Dear Legal Mailbag:

I am an avid reader of Legal Mailbag, and your advice has been helpful as I do my job as a principal. For example, I always thought that the First Amendment guaranteed teachers free speech rights, and I was surprised by your recent answer that teachers don’t have a free speech right to talk about politics to students in class. Live and learn.

Just this week, my superintendent called me irate to complain after he read a teacher’s post on Facebook calling him a “lightweight who can’t get out of his own way.” I set my personal feelings aside and told my superintendent that the teacher’s statements were an affront and an outrage. My superintendent was pleased with my show of loyalty, and he told me to think about writing up the teacher for insubordination.

I don’t pretend to understand all the nuances of employee free speech rights, and I need help. This teacher certainly did cross the line here, and I am more than happy to tell him so. But a written reprimand for a Facebook post seems excessive, and I don’t want to lose a grievance. What should I do – counsel this teacher or write him up?

Sincerely,
Weighing Options

Dear Weighing:

How about neither? While teachers don’t have protection under the First Amendment for statements they make “pursuant to duty,” i.e., while doing their jobs, they do have free speech rights when they speak outside of their job duties on matters of public concern.

As noted previously, the free speech rights of public employees are not unlimited. To determine whether speech by a public employee on a matter of public concern is protected under the First Amendment, we must apply the balancing test announced by the United States Supreme Court in Connick v. Myers (U.S. 1983). There, the Court held that the importance of the speech must be balanced against the disruption that the speech may cause.

Apropos of your superintendent’s concern, it may be helpful to consider the factors that the courts have identified in considering whether such speech is disruptive:

  • the need for harmony in the public work place;
  • whether there is a need for a close working relationship between the speaker and the persons who
  • could be affected by the speech;
  • the time, manner, and place of the speech;
  • the context in which the dispute arose;
  • the degree of public interest in the speech; and
  • whether the speech impeded the ability of other employees to perform their duties.

Roberts v. Van Buren Public Schools, 773 F.2d 948 (8th Cir. 1985).

Applying these factors to the teacher’s post on Facebook, Legal Mailbag believes that a court on review would not find that the speech was disruptive. Teachers typically do not have a close working relationship with superintendents, and publication of this criticism of the superintendent would not impede the ability of the teacher or of other employees to do their jobs. Rather, the post was simply the expression of the teacher’s personal opinion, one that would likely have no impact on the operation of the school district. Accordingly, the post should not result in discipline of the teacher.

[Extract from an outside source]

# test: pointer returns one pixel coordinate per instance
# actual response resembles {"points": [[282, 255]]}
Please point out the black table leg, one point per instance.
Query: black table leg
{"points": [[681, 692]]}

That all said, your impulse may be to counsel the teacher to think twice about publicly criticizing the superintendent. Don’t do it. By expressing concern through such counseling, you will be giving the teacher a potential claim against you at some point in the future. If the teacher later receives a negative performance evaluation or is transferred, for example, the teacher could point to your conversation as evidence that you didn’t like the teacher’s post and then claim that the poor evaluation or transfer (or whatever) was retaliation for exercising protected constitutional rights. Where employee free speech rights are concerned, sometimes it is better to keep your mouth shut.